Enlisting the assistance of a few sailors from bombed ships, Kelly posted his men at strategic points leading to the beaches and left Boyle to look after them while he set off with Rumbelo and Le Mesurier to find out what conditions were like. The town had already descended into chaos and telephones were not working. The streets were full of rubble and burning vehicles and dazed French soldiers, too far gone in shock to be able to help themselves, stood in groups, watching as the British poured in.

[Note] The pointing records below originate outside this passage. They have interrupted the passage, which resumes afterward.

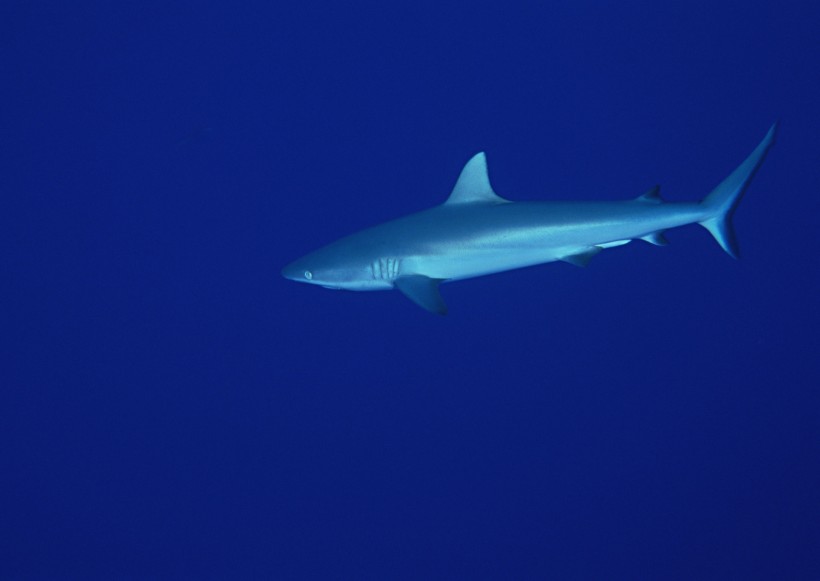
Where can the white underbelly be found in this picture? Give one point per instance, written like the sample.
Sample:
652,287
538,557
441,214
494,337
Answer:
473,263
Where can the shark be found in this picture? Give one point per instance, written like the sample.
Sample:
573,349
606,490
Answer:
476,232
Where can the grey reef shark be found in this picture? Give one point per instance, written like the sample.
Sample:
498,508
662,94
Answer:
477,232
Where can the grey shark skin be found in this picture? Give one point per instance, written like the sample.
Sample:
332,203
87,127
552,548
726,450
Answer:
476,232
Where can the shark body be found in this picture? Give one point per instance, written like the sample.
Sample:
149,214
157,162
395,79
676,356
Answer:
476,232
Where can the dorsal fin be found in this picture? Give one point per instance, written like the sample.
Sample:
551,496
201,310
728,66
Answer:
473,185
653,196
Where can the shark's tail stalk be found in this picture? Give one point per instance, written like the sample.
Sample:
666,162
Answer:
724,199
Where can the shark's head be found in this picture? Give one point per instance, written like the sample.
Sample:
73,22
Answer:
333,267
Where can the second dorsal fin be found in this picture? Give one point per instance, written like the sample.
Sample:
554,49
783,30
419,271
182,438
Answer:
653,196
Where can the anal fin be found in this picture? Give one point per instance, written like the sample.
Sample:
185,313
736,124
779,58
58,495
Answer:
656,238
581,258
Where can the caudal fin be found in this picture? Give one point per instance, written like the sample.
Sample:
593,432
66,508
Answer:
724,199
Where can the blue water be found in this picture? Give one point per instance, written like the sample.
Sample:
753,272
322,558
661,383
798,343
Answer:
171,407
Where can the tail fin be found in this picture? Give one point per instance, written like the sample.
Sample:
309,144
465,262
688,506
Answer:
723,200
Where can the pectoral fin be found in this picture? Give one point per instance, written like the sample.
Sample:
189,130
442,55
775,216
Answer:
423,291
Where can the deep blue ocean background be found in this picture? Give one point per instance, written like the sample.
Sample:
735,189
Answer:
171,407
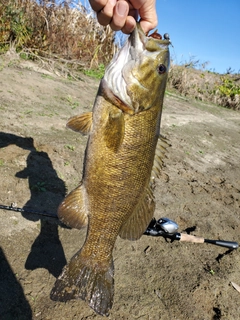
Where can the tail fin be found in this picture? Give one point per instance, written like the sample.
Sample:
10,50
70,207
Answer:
81,280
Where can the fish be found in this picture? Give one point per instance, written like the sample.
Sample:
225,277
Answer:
123,156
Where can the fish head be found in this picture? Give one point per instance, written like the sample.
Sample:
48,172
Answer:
137,75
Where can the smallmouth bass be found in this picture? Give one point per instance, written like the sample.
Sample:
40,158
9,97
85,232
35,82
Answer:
123,155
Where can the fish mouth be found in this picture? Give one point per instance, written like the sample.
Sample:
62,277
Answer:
137,45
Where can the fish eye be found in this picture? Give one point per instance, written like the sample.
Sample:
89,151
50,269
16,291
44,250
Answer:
161,69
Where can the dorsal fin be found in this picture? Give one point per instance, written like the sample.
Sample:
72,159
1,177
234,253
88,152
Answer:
139,220
81,123
160,154
72,211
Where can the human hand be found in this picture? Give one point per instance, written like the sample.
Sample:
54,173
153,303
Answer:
122,14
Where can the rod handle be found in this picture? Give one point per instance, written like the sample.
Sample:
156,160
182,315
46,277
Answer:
222,243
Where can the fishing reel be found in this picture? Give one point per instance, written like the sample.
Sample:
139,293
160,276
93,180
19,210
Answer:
161,227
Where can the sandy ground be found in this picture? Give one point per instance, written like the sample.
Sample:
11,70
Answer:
40,160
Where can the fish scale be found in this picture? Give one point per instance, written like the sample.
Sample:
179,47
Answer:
123,155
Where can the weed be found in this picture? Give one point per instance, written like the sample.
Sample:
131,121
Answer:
95,73
73,104
39,187
70,147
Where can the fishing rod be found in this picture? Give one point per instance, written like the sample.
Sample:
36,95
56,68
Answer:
12,207
163,227
167,228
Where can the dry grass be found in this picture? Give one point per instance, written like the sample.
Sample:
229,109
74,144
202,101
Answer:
207,86
66,37
52,29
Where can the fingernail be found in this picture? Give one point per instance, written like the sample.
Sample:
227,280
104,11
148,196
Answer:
121,8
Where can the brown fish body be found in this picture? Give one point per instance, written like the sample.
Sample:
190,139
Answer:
116,193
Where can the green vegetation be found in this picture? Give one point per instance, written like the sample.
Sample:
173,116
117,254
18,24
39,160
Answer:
65,38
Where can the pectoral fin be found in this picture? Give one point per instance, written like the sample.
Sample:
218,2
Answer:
81,123
138,222
114,130
160,154
72,211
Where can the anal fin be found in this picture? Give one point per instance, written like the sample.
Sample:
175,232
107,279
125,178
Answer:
139,220
72,211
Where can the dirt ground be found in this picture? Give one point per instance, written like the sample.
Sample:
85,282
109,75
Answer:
40,160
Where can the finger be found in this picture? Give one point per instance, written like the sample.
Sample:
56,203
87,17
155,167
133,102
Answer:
98,5
129,26
148,18
147,26
147,12
104,16
120,13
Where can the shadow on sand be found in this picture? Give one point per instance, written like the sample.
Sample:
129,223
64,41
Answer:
47,192
12,300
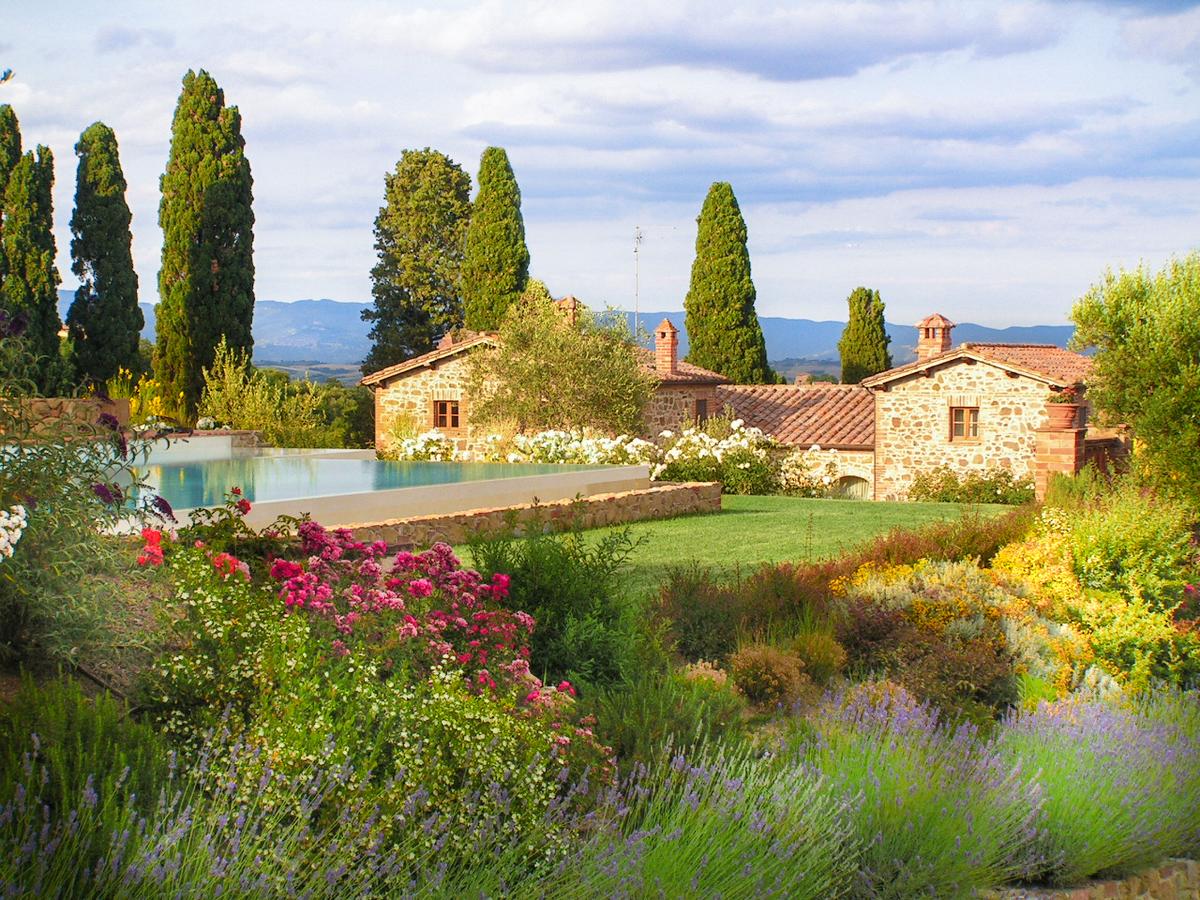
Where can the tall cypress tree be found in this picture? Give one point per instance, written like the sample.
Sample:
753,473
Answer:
207,281
105,322
419,239
864,343
10,153
723,327
496,259
31,279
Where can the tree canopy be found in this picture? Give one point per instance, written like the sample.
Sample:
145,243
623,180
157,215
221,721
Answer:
864,343
1146,330
724,334
207,281
546,372
419,240
496,259
105,322
30,276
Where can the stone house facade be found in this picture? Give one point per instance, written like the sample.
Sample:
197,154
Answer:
431,391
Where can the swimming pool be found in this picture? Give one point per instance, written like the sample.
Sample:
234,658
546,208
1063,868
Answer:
353,487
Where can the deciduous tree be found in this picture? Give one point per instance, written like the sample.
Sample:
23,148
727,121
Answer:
105,323
723,327
1146,330
496,262
419,239
864,343
549,372
207,281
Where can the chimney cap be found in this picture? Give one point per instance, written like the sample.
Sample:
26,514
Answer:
935,321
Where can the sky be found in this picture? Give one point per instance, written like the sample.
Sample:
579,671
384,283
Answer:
984,160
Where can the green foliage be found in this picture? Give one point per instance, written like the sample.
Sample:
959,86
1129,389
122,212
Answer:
71,473
947,485
30,277
496,259
1146,328
723,327
103,322
667,712
207,281
287,414
587,629
419,240
768,676
547,372
864,343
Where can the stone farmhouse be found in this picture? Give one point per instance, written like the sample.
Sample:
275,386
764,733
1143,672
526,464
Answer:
972,408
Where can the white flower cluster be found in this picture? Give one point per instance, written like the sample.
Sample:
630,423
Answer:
576,448
430,447
803,473
12,525
696,445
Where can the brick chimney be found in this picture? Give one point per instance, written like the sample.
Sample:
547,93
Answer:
666,348
933,336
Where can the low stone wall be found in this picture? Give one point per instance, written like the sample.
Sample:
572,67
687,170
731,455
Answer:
657,502
1174,880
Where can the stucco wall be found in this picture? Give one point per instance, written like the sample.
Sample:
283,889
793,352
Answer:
912,424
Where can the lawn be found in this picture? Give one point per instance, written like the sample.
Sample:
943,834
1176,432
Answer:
751,531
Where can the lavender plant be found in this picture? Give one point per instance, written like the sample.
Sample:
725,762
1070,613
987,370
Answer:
1120,785
935,811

Some of the British units had also disintegrated and thrown away their equipment and rifles, but there were still some with long histories, great traditions or simply good officers, who appeared complete with kit and arms, their heads up and marching in step. The chances of getting them to safety already seemed problematical and it was becoming increasingly obvious that an idea Tennant had had to embark them all from the beaches was the only way to do it.
It was too late to do much that night beyond seeing Abrial, the French Amiral Nord, so Kelly sent Boyle off to try to trace his in-laws.